Выбрать главу

Глава 3. "Исход"

Как "шифровальщик" тётиных записей испытываю затруднения: помимо того, что она написала, многое рассказала устно. Имею право излагать устные рассказы тётушки, и если "да", то, как назвать сочетание устного с "письменными показаниями"? Вот эти:

"через какое-то время в лагере появился советский офицер в чине майора. Собрали нас всех, и майор стал речь держать:

— Товарищи! Друзья! Мы вас освободили от проклятых немецких эксплуататоров, и теперь вы должны вернуться на родину" — что ещё нёс майор — об этом не трудно догадаться. Все слова у майора были красивые, но других слов, прекраснее, чем "родина-мать ждёт вас с цветами", он не говорил. И как-то в один день, уже после майора, появилась в лагере врачиха Александра, да, та самая, что опекала нас в лагере, и говорит:

— Девочки, ничего хорошего вас на родине не ждёт! Уходите из лагеря, вас никто не держит! не ждите неизвестно чего! Поверьте мне! — мало кто из девчат Александру послушали и ушли из лагеря, а остальные остались…"

— Скажи, а у тебя были желания остаться там навсегда?

— Не то, чтобы очень, а что-то томительное в душе было. Да и как могла остаться? А Марк? Должна его была вернуть матери с отцом?

Эх, тётя! Многое ты не знала, пребывая на шахте со странным для нашего уха немецким названием "ВеШе": твой брат и мой дядюшка, как и отец, стал коллаборационистом. И было от чего пойти в услужение к оккупантам: семейство в количестве трёх родных детей просили хотя бы какое-то пропитание на каждый день. Ты знаешь, что было с тобой и с Марком потом в Германии, но ты ничего не знала, что творилось тогда в доме брата. А дома было вот что: супруга брата не чуралась связей с пришельцами: кровь — она всегда кровь, если она "блядская". Смотри начало семейной жизни дядюшки.

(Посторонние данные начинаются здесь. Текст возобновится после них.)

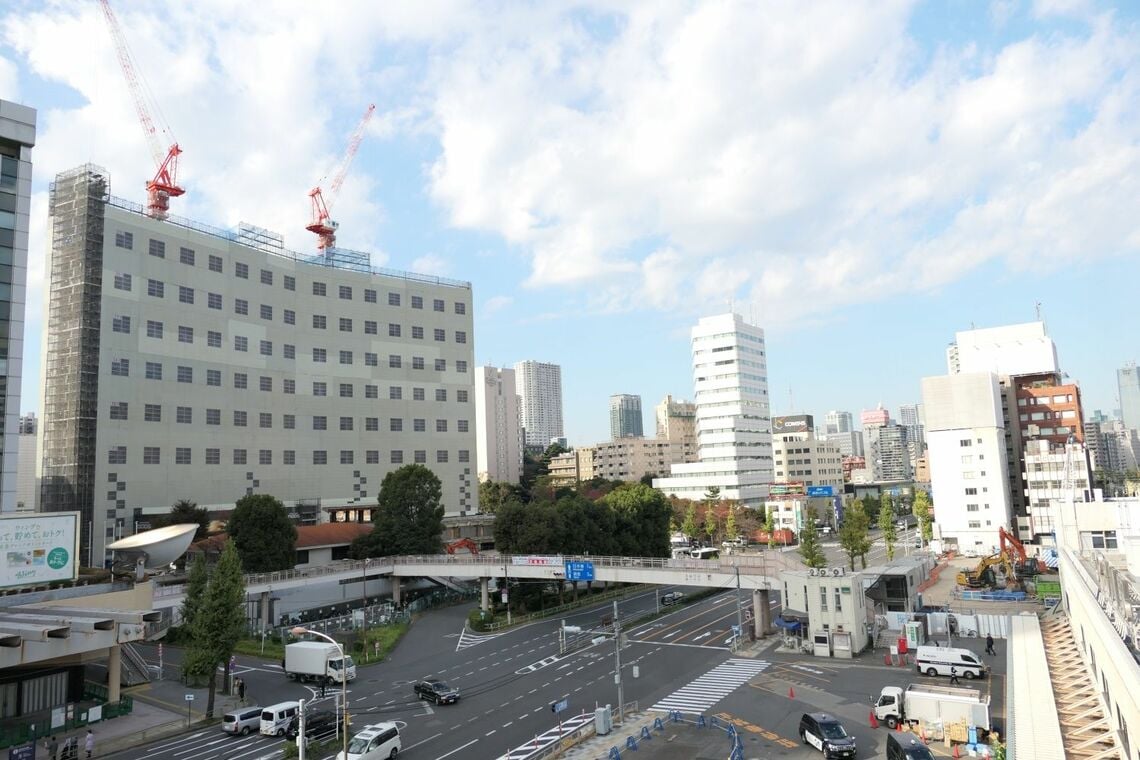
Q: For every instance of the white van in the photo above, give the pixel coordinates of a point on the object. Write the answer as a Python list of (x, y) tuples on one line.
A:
[(275, 718), (938, 661), (375, 742)]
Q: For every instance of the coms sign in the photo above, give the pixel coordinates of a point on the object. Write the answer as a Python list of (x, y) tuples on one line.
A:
[(38, 548)]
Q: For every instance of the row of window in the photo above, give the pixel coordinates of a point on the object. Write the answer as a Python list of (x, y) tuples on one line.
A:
[(152, 413), (242, 271), (152, 455)]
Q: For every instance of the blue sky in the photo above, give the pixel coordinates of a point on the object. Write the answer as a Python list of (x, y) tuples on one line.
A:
[(863, 179)]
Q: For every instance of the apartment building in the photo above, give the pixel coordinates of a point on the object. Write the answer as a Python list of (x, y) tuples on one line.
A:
[(188, 361)]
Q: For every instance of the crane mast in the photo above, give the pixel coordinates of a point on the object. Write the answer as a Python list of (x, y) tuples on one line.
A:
[(163, 186), (323, 223)]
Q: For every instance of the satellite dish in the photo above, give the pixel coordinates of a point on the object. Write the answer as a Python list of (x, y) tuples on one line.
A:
[(155, 548)]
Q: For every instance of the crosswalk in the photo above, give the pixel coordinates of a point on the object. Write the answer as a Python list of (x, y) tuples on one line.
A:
[(713, 686)]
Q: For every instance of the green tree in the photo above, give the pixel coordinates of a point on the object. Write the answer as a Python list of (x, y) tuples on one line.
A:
[(809, 542), (921, 509), (195, 591), (887, 523), (853, 536), (219, 622), (262, 533)]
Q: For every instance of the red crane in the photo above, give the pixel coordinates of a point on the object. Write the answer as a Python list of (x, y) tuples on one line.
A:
[(322, 223), (164, 185)]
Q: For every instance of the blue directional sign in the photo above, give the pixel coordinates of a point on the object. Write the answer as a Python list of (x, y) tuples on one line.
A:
[(579, 571)]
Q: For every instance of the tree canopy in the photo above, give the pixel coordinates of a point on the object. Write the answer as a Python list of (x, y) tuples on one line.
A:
[(265, 536)]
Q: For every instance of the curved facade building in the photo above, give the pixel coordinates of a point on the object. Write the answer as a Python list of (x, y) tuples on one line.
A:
[(189, 362)]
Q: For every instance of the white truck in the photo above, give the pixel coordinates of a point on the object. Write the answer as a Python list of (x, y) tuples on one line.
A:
[(918, 702), (312, 661)]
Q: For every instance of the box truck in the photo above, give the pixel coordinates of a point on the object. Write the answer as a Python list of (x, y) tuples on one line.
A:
[(311, 661)]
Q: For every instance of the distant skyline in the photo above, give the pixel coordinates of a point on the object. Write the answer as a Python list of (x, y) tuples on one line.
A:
[(860, 179)]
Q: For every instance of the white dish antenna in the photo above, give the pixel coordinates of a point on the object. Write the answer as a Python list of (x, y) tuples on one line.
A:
[(155, 548)]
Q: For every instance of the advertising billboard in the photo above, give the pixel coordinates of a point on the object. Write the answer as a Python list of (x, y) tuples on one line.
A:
[(38, 548)]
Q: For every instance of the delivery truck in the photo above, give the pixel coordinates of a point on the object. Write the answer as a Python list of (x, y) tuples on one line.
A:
[(918, 702), (312, 661)]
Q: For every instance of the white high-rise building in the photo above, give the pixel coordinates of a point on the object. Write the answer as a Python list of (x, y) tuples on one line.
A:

Потом было освобождение "советской земли от захватчиков", твоего брата (и моего дядюшку) взяли в армию для того, чтобы он полной мерой рассчитался с захватчиками и, по совместительству, со своими недавними работодателями. Бывали такие анекдоты в то время.

Твой брат был убит в бою, и никто не знает где и когда. Это наше, родное.

* * *

Однажды репатриантам объявили, что их будут перевозить в другое место. Ближе к пункту репатриации:

"…а потому мы вас просим оставить место вашего пребывания в порядке. Сюда, в ваши бараки, придут другие репатрианты, ваши соотечественники, им здесь какое-то время придётся жить"

Остановись, читатель! Закрой глаза, не смотри на следующую строчку в тётушкиных записях, попробуй догадаться о том, что она могла написать далее? Получилось? Умница!

"… не тут-то было! Наши русские свиньи и погромщики сами себя не уважают, но ждут уважения от других. Очень мечтают! О каком авторитете речь вести!? Ну и показали: всё, что можно было разбить — разбили. Электролампы в светильниках не оставили целыми, побили окна, посуду, поломали топчаны, на которых спали, порвали занавески. До слёз просила не делать этого, а потом стала кричать! Да что могла одна сделать с двадцати девятью молодыми стервами? Был среди погромщиков техник один, говорю ему:

— Будь я проклята, если очень скоро вы не вспомните этот разгромленный барак! Три года он вам служил, а вы с ним так обошлись! — а тот только ухмылялся поганенькой ухмылкой"

Повторяю, что тётушка писала как бы по наитию, но откуда такая уверенность? Наитие очень часто необъяснимо нашими знаниями и представлениями, и на первый взгляд события, о которых нас тянет пророчествовать, не представляют интереса…Но потом, когда они сбываются…

"…посадили нас в машины и повезли. Была в лагере и полная семья: муж, жена и двое детей. Когда они узнали, что лагерников будут вывозить на репатриацию, так они тут же, не медля, ушли из лагеря и сняли квартиру у немцев.

А нас привезли в абсолютно пустой, без единого жителя, посёлок и разместили по домам. В посёлке до нас убили американца и американцы жителям посёлка, абсолютно всем, предложили немедленно покинуть населённый пункт без всяких вещей!" Немцы и ушли с палочкой в руках, куда глаза глядят. Вот в эти дома и поселили нас. Но наша партия репатриантов была второй, а до нас в посёлке уже побывали наши, русские…"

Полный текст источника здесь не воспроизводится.